Wow, Luce, I really feel very grateful to have had the opportunity to speak with them with this guest. And it’s a really rare opportunity for me to be able to really talk to someone about life after psychosis.
Yeah. You don’t really hear about it much, do you?
It was really incredible to hear that journey. What I really felt grateful for was what I heard was this emerging self compassion that happened for this guest along the way. Really inspiring in many ways, and some bit of upsetting parts to that story as well.
One of the things that stood out for me about this episode is when they talk about they wouldn’t wish that experience of psychosis on anyone, but felt like it was their crisis that they needed to start again, start afresh. And that felt so hopeful for me. Because you don’t really hear it.You always hear the negatives about psychosis, which are granted, but it’s nice to hear someone speak about it in a way that you can transform that.
Yeah, that’s true. I think that maybe is where this idea of self compassion came from. But I also think it makes me think about the Buddhist ideas about adversity.
Yeah. Lotus in the mud.
But just that anyone that moves through such adversity is going to possibly come out better for it, have at least grown or developed as a person and in their relationship with themselves.
I’d love to see that more conversations like that happening, rather than, oh, you’re unwell. You just need to get better and get back to where you were, rather than, no, use this. Use this to move forward. And evolve.
Yeah. Evolve is a good word.
Evolve. I’ve heard people in the peer movement. Instead of talking about recovery, they talk about evolving.

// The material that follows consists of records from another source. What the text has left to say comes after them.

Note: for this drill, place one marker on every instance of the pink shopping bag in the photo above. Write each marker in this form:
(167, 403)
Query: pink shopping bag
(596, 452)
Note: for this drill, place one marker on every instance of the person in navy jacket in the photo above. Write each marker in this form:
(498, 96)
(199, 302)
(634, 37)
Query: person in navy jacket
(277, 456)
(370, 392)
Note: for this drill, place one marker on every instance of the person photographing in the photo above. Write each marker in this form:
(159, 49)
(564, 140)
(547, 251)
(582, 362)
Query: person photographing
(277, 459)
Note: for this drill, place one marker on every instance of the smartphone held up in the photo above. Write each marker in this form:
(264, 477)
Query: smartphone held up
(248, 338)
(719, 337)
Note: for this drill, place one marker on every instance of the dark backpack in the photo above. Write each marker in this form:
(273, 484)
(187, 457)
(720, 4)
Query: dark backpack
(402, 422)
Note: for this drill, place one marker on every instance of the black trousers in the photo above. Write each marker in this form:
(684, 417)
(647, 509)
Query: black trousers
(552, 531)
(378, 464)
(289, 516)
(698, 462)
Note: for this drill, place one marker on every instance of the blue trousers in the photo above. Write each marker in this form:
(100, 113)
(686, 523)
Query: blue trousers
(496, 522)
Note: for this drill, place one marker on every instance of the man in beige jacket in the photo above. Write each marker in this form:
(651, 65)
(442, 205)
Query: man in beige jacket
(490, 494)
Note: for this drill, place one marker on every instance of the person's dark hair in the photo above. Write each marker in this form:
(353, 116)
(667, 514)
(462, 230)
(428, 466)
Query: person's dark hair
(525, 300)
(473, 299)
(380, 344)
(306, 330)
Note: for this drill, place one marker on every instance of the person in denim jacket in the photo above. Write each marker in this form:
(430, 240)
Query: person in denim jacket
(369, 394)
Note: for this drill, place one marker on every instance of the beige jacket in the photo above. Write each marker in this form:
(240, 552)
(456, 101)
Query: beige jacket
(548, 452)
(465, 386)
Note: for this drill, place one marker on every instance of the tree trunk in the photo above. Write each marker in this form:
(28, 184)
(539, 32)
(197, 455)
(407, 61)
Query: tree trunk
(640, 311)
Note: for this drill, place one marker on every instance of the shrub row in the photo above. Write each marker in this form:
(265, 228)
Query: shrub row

And that really changed things for me.
Obviously, I’ve heard about discovery instead of recovery, and I understand that, but that’s the first time I’ve heard evolve or as part of an evolution in the life of a human. I guess I’d just kind of wrap up by saying how appreciative grateful I am for this guest and how courageous I feel it is to come and share these kind of experiences with us and with the world. Really.
So brave. Because it is still so stigmatised. And to do that is so much courage. And to do it with such eloquence.
Huge shout out. To those listening to this conversation, hope you’re taking care of yourself. Hope you get as much out of this conversation as we did. Thanks for listening.